La danse est souvent représentée dans la communication visuelle par des photographies d’un spectacle avec le risque de voir le festival réduit à un geste particulier. L’autre option étant celle de constructions graphiques abstraites échappant justement à la représentation directe, mais avec l’écueil, cette fois, d’un formalisme désincarné. Pour la 32e édition le parti-pris était de prendre comme point de départ une oeuvre plastique. Cela comportait certes des risques, ceux de l’adéquation de l’oeuvre aux contraintes de la communication visuelle, mais permettait d’abord et avant tout une autre approche qui échappait aux deux écueils énoncés plus haut pour miser sur une matière sensible, une approche plastique qui traduirait l’esprit, l’odeur, la sensibilité du festival des Hivernales et du CDC. Je propose ainsi de prolonger cette approche dans les propositions qui vont suivre et qui sont pensées comme des concepts plastiques à développer sur plusieurs années.

Le nom imagé des Hivernales ouvre sur une poétique céleste ; les ciels comme vecteurs pour incarner la chorégraphie des nuages, l’atmosphère d’une saison dans tous les sens du terme.

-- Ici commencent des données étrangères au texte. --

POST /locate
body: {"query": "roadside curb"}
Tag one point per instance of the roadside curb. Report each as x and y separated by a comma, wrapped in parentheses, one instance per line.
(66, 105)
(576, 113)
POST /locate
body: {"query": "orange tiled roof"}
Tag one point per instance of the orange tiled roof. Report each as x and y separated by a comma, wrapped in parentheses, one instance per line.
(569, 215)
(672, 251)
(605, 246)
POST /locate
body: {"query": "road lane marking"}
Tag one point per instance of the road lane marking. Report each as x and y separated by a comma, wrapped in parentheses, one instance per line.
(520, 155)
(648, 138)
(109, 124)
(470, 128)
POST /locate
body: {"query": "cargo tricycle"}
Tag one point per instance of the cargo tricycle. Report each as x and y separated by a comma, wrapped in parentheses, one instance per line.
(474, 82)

Le logo-signe du CDC – les Hivernales pourra être le croisement d’une identité-racine et d’une identité-rhizome. Je pense qu’on est encore dans une phase de transfert du rayonnement du Festival des Hivernales vers le Centre qui incarne la permanence d'un lieu d’accueil et de formation, une plateforme d’échanges et de développement. Ainsi l'identité racine qui est encore en partie incarnée par le festival pourra peu à peu être transmise au CDC et permettre au festival de fonctionner en rhizome, de jouer complètement son rôle exploratoire.